Acaso debió Buchanan el triunfo en la Convención de Cincinnati á los méritos mismos de su competidor, pues por lo demás era personaje muy inferior en todo. Pero así como tenía Douglas numerosos amigos, contaba enemigos y envidiosos dentro del partido, auxiliares más ó menos tibios, que había ofendido y llevádose de encuentro en las reñidas batallas políticas en que había figurado y triunfado; el resentimiento de éstos y los temores que en otros inspiraba su nombre, bastaron para echar al suelo su candidatura. Buchanan no tenía malquerientes personales, había pasado varios años fuera del país en el servicio diplomático, era obsequioso, cortés, de fácil palabra, muy estimado en Pennsylvania, su Estado natal, pero débil de carácter y de inteligencia no más que mediana.

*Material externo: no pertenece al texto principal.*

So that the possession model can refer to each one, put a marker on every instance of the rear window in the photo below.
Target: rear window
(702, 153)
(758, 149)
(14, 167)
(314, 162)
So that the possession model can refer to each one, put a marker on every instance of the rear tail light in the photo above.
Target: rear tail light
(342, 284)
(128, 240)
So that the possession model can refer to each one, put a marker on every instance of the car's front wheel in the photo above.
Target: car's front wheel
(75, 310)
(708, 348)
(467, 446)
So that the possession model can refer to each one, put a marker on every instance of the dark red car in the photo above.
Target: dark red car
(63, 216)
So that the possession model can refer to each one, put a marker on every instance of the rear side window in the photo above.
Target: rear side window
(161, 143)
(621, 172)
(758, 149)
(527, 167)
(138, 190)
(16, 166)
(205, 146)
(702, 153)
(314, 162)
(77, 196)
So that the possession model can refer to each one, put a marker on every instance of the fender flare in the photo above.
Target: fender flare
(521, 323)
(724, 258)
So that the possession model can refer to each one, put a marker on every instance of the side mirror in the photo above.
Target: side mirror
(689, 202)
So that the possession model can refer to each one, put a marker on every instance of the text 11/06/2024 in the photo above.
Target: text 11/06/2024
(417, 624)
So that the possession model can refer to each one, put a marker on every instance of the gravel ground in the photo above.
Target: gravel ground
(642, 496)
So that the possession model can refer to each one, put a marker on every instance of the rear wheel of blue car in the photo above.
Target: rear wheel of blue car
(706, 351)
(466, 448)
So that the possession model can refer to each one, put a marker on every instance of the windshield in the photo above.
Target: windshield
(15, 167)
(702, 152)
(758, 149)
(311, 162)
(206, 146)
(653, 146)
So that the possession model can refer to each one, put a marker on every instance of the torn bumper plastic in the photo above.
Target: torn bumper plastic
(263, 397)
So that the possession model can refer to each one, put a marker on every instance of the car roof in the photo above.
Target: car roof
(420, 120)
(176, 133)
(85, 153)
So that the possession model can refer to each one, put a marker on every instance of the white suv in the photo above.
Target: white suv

El público siguió las diversas fases de esa campaña electoral excepcionalmente ruidosa y agitada con palpitante interés, con más ansiedad que ninguna de las anteriores. Pronto se observó que la calculada desigualdad de fuerzas entre los dos grandes partidos se compensaba por medio de la inesperada simpatía que el nuevo programa antiesclavista despertaba. El partido demócrata disponía de las sumas que las cotizaciones exigidas á los empleados públicos producían; Fillmore contaba de su lado las clases mercantiles, los más ricos capitalistas, que no escatimaron sus contribuciones; pero los republicanos, circunscribiendo sus esfuerzos á los Estados libres, lo cual por sí era una ventaja, sin gastos inútiles, sin estímulos extraordinarios, vieron las masas acudir al simple llamamiento. Miles de individuos, sacudiendo inveterado torpor, contemplaron fijamente por primera vez las consecuencias del plan político de la extensión de la esclavitud, resolvieron, con la tranquila resignación de quien busca la paz de su conciencia, que la esclavitud quedaría enclavada dentro de los límites reconocidos por la Constitución, y que de ahí no debería pasar jamás.